Börsengang soll 1,5 Milliarden in die Telefónica-Kassen spülen

Telefónica hatte im Juli den Börsengang von o2 angekündigt. Die Spanier wollen damit einen Teil ihres Schuldenbergs von zuletzt mehr als 58 Milliarden Euro abtragen. Der Konzern will Insidern zufolge mit dem Verkauf von rund 20 Prozent an dem Mobilfunkbetreiber etwa 1,5 Milliarden Euro erlösen. Nach Informationen der Nachrichtenagentur Bloomberg sollen potenzielle Investoren mit einer hohen Dividende geködert werden.

o2 zählte Ende Juni 18,8 Millionen Mobilfunkkunden, 9,7 Millionen davon mit einem Laufzeitvertrag. Der Mobilfunkumsatz kletterte binnen Jahresfrist um 11,2 Prozent auf 950 Millionen Euro. Der durchschnittliche Umsatz pro Kunde lag bei 13,90 Euro und war um 2,2 Prozent gestiegen. Die nächsten Quartalszahlen legt o2 erst nach dem wahrscheinlichen Börsengang vor: am 7. November.
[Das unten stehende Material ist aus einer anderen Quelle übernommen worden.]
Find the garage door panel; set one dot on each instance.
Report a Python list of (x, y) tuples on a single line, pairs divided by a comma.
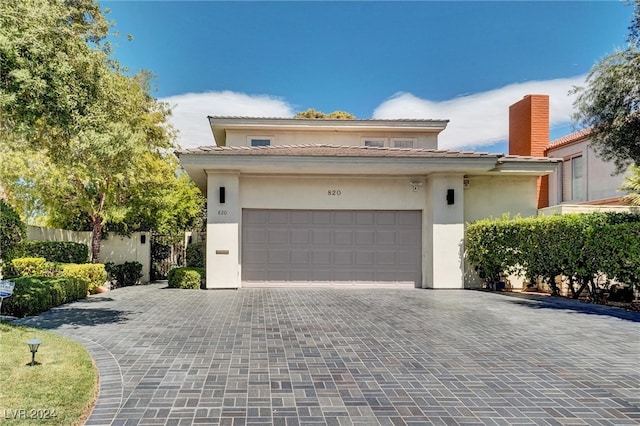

Übrigens ist das Interesse an o2-Aktien unter teltarif.de-Lesern verhalten. In einer nicht repräsentativen Umfrage im Juni unter einer Meldung zu einem möglichen Börsengang hatten nur 13 Prozent der Teilnehmer Interesse bekundet. Für 24 Prozent ist es eine Preisfrage und 42 Prozent haben gar kein Interesse. 17 Prozent der Teilnehmer sind nach eigenen Angaben gar nicht an der Börse tätig. An der Umfrage hatten sich 463 Leser beteiligt.